Well, as I said, we’ve just returned from another one.  And this one was impossible to resist: a West Coast high school class was circling its wagons for their big 4 0 reunion.  And I received an invitation that—oh, let me tell you how diabolically wicked it was!  One of those long-ago students e-mailed me, informing me that way back when we were both young and foolish, I’d been one of her favorite teachers, and she’d never been back to an alumni reunion because I wasn’t there and that if I didn’t show up for this one she’d boycott that one too—Did I really want to have such a dastardly crime on my conscience?  And she called in reinforcements for added insurance.  “Trip insurance,” I believe they call it in the cruise industry.

So, of course, we packed up our bags and went.  And it was worth many times over what we paid for it.  I must confess to you that, in life, I’ve had more than my fair share of honors and degrees, but none of them can compare to this tender-hearted former student of mine, who after agreeing to introduce me to the alumni crowd, sat there with me on the front row racked with anguish and embarrassment, declaring over and over in a shaking voice, “I just can’t go through with this, Dr.
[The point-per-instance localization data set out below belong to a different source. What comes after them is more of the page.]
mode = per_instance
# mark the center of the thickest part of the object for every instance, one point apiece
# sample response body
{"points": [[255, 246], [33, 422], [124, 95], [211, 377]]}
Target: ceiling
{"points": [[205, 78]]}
Wheeler!  I just can’t!”  And the closer we got to our place in the program, the more she shook.  Almost, I thought we’d lose her.

But of course we didn’t: the most moving heart-felt tribute a teacher could ever receive.  Complete with a conch shell in which she had somehow some way, I don’t know how! beautifully inscribed these words inside: “Dear Dr. Wheeler, you will always remain in our hearts”—words no one but me could see.

Of course I hugged her!  Indeed, for a time, I could not speak.  Not until afterwards did we discover she’d been given a standing ovation.  Because, in the brief terrestrial passage of this thing called “life,” rarely are we moved to such an extent that we’re incapable of speech.  All the way back, on our return flight to Denver, I dissected that precious moment to find out why.  The closest I can get to an articulate explanation is this: If we are lucky enough to live a rich full life and be the recipient of honors, the ones that mean the most come from the lips of those who have known us the longest, and say, in essence:

I knew you when—.  I knew you when you were young and crazy like us.  When you loved us unreservedly even when we were most unlovable.  There were times when you lost your temper, when you did and said stupid, even inexcusable things, just like some of us did—but we loved you all the more because we knew the love you had for us was Velveteen Rabbit real.  And it’s because of all that, that we haven’t been able to forget you—that we can’t even imagine not having you with us when we celebrate our 40th alumni weekend.

This is what alumni weekends are really all about.  For we are unreservedly vulnerable only once in life—when we are young.  And though we may be considered successful by the great world later on, if our long-ago peers don’t consider us to be successful (with qualities that really matter, that stand the test of time), when we go back to the old campus on alumni weekend, when we pick up where we left off all those years ago—then we are not really successful at all, no matter what the world might say.  And this is the reason that, if I should somehow live a thousand years, never could I imagine so undeserving, so heartbreakingly beautiful, a tribute as the one I just received.

May God bless her!  And bless all those others who shakily stand up in front of their long-ago-but-forever classmates, to express that rare kind of love that comes—if it comes at all in life—but once.